港に着く前に脇道に逸れると、太鼓の音が少しだけ間遠になったような気がした。荷物を下ろして烈刀士の黒い戦装束を取り出す。これから戦うことになるかもしれない。それならば、できるだけしっかりとしたもので戦うべきだし、それよりも俺は烈刀士なのだ。廉潔なる初志を成就し、戦乱という危機からヴィアドラを救う。それが烈刀士、ならば纏うべきだ。

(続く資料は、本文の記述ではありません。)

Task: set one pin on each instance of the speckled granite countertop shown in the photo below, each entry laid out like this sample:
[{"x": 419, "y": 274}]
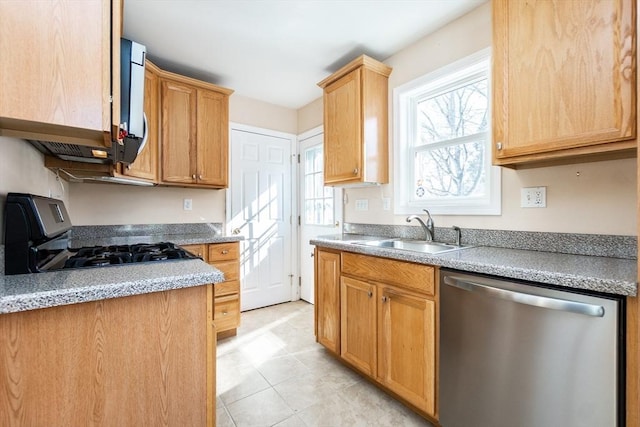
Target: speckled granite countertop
[
  {"x": 594, "y": 273},
  {"x": 180, "y": 239},
  {"x": 42, "y": 290}
]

たっつき袴まで着終えると、角帯に刀を差して何も考えずに下緒を帯に絡ました。二本の愛刀〝心・通〟の柄に手を沿わせ深呼吸する。肌を撫でる銀糸の滑らかな感触に微笑んだ。衿に指を沿わせ、これを纏った時のことを思い出し口を綻ばせる。どういうわけか己に宿った戦神と先代の龍人の魂。強くなりたいと願って手に入れた力。今更ながら、なぜ俺が龍人なのだろうと考えた。だけど、星の光る空の黒い世界のことを考えるように、終着点が見つからないことを悟るとその思考をそっとしまった。今は、守るべきもののために戦いに赴くのだ。ロジウスおじさん、ツバキおばさん、キリ師範、ジゲン師範代、カイロウさん、シブキさん、明水、燠雀、鬼火、ライガ、カゲツ。皆が俺を支えてくれたんだ。それを俺が守る。師匠、見ててくれ。本当の強さはまだわからないし、師匠が選んだ自己犠牲もまだ許せない。
だけど、今ならなんとなくその気持ちがわかるような気がする。